O presidente da Associação Brasileira das Empresas Aéreas (Abear), Eduardo Sanovicz lamentou o resultado da decisão do Congresso. Segundo ele, a ampliação da fatia do sócio estrangeiro no setor aéreo amplia o acesso das companhias ao mercado internacional. Sanovicz destacou que permanece pendente a agenda apresentada pelas empresas aéreas para ter maior competitividade, principalmente durante a crise:

- O resultado é frustrante. Nos bastidores, o fim da barreira ao capital estrangeiro é visto como uma alternativa que pode beneficiar a Gol, principalmente. A TAM já tem arranjo societário com a chilena Lan, e a Azul, parceria com investidores da China. O presidente do Sindicato Nacional das Empresas de Administração Aeroportuária, Pedro Azambuja, disse que a entidade fez um trabalho de convencimento com os senadores de PMDB e PT para barrar a ampliação do capital estrangeiro de forma irrestrita. Para ele, os investidores estrangeiros estão de olho "só no filé" (rotas e aeroportos lucrativos), o que poderia prejudicar a aviação regional. Azambuja lembrou que o governo anunciou investimentos em 270 aeroportos regionais e nada saiu do papel.
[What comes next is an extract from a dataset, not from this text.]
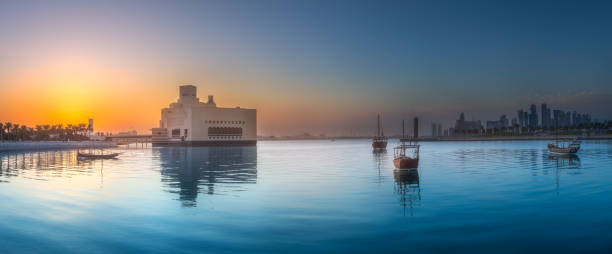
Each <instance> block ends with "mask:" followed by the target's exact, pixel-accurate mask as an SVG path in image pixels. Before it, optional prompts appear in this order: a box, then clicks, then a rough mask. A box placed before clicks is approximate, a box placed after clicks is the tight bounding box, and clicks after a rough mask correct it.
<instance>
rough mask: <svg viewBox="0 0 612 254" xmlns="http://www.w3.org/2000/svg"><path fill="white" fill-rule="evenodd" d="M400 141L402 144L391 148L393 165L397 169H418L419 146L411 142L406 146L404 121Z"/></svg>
mask: <svg viewBox="0 0 612 254" xmlns="http://www.w3.org/2000/svg"><path fill="white" fill-rule="evenodd" d="M400 140H401V141H402V144H401V145H399V146H397V147H395V148H393V165H394V166H395V167H396V168H398V169H409V168H418V167H419V149H420V145H418V144H416V142H415V143H413V142H412V141H409V143H408V144H406V137H405V128H404V121H402V139H400ZM406 151H408V152H406Z"/></svg>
O governo pretende negociar com os governadores e reduzir o total de aeroportos regionais para 50 a 60.

Em outra iniciativa, o governo pretende dar mais prazo para concessionárias de aeroportos pagarem o valor das outorgas anuais devido à crise econômica do país. Os prazos para algumas parcelas de determinadas outorgas já venceram ou estão para vencer, e a ideia é estender o prazo para, provavelmente, o fim do ano.

 

 

O globo, n. 30278, 30/06/2016. Economia, p. 21.